The first edited version was published in 1921 by Mufti Anwarul Haq, though later scholars criticized the edition for inaccuracies. Subsequent studies by Maulana Imtiaz Ali Khan Arshi and others attempted to establish a more reliable text. The original manuscript was last reported in the mid-1940s and is believed to have been lost during the upheavals of partition in 1947.

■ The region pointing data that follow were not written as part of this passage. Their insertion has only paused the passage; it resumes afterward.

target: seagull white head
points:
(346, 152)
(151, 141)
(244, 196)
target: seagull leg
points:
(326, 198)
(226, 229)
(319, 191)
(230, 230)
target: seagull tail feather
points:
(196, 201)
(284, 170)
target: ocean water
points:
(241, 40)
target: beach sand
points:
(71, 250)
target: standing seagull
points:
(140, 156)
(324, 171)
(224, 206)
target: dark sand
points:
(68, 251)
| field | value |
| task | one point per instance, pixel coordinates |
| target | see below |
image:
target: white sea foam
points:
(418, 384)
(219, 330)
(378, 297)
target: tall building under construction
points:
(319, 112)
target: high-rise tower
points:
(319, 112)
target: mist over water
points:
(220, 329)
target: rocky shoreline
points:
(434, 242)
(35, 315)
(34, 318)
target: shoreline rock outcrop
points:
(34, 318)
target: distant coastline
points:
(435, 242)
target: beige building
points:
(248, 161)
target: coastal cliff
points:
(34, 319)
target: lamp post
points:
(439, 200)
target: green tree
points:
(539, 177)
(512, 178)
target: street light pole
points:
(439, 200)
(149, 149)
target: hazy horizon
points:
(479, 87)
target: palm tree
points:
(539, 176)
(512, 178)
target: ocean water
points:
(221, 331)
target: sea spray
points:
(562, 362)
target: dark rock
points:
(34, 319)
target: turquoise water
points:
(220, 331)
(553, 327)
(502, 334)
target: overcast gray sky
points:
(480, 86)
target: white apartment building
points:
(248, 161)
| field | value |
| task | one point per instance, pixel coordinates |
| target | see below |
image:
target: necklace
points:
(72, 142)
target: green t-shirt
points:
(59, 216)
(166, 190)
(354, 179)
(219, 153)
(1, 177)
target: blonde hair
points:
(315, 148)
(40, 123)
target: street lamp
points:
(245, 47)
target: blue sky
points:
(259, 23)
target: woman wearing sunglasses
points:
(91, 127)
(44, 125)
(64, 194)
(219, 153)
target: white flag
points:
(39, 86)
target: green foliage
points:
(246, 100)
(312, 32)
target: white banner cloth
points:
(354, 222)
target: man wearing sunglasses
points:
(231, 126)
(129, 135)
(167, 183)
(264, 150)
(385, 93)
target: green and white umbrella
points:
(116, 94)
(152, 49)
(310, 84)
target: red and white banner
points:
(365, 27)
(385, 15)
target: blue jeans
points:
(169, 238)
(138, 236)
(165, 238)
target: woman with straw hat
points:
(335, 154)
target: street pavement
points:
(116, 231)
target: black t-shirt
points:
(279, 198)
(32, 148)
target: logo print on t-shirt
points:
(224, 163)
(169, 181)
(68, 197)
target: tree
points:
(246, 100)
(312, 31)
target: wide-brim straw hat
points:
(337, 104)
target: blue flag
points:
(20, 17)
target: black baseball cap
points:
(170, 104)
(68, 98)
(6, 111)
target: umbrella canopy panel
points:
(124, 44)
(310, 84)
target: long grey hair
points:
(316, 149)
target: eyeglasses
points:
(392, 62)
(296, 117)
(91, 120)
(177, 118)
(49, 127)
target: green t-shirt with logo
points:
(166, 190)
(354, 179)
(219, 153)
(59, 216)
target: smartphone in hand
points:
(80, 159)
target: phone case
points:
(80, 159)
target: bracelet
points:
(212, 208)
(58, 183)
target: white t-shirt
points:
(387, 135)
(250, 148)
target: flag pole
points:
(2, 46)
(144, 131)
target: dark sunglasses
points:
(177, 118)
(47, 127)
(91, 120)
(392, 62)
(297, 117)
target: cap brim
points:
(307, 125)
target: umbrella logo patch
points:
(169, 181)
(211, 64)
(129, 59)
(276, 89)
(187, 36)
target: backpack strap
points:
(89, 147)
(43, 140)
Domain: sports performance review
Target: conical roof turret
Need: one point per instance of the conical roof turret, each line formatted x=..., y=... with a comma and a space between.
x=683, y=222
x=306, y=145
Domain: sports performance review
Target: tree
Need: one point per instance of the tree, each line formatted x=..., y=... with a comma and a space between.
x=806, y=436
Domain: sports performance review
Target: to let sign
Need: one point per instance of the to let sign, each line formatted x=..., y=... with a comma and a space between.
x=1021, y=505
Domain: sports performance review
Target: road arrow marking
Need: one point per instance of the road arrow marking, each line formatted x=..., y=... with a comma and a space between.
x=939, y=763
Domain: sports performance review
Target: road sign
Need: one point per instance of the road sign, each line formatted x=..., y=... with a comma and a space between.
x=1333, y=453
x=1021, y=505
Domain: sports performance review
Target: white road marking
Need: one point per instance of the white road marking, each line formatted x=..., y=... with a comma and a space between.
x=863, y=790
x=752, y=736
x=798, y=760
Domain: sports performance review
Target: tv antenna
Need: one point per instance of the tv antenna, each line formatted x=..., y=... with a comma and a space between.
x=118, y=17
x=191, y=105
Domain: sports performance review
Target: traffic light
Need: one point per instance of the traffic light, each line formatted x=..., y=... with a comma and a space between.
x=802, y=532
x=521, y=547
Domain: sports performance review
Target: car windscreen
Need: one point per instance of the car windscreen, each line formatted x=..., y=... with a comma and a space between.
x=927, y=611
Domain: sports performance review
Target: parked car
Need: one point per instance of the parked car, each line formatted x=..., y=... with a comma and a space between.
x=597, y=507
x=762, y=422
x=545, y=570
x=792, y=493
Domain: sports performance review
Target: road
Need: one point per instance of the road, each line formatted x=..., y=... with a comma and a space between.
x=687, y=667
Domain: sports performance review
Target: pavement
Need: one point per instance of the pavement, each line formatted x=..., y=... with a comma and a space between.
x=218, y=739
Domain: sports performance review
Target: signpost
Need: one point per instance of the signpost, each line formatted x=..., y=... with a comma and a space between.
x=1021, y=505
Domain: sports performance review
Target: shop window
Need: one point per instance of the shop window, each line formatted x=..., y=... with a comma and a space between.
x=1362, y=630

Modern editions and facsimiles have relied on earlier notes, collations, and photographs of the manuscript. In the twenty-first century, digitized scans from private archives, including the Hussaini Art Gallery, helped revive scholarly access to the text.

== Synopsis ==
The Nuskha-e-Hamidiya consists mainly of ghazals, with a total of around 1,9002152 verses, of which nearly 1,200 do not appear in the standard printed editions. Marginal notes, additions, and seals provide insight into the manuscript's transmission history. Some marginal ghazals have been the subject of scholarly debate, with differing opinions about whether they were composed by Ghalib himself or added from other contemporary sources.

== Significance ==
The Nuskha-e-Hamidiya provides insight into the range of Ghalib's early poetic production prior to the selective revisions that shaped his later published dīwān. It documents material that illustrates processes of revision and exclusion, and has been a source for discussion regarding the attribution of certain poems and the role of scribes and early compilers in the transmission of the text.

The manuscript's discovery expanded the known corpus of Ghalib's poetry and contributed to later editorial work. Its study has also been examined in the context of canon formation in the Urdu literature and the practices of manuscript transmission in nineteenth-century India.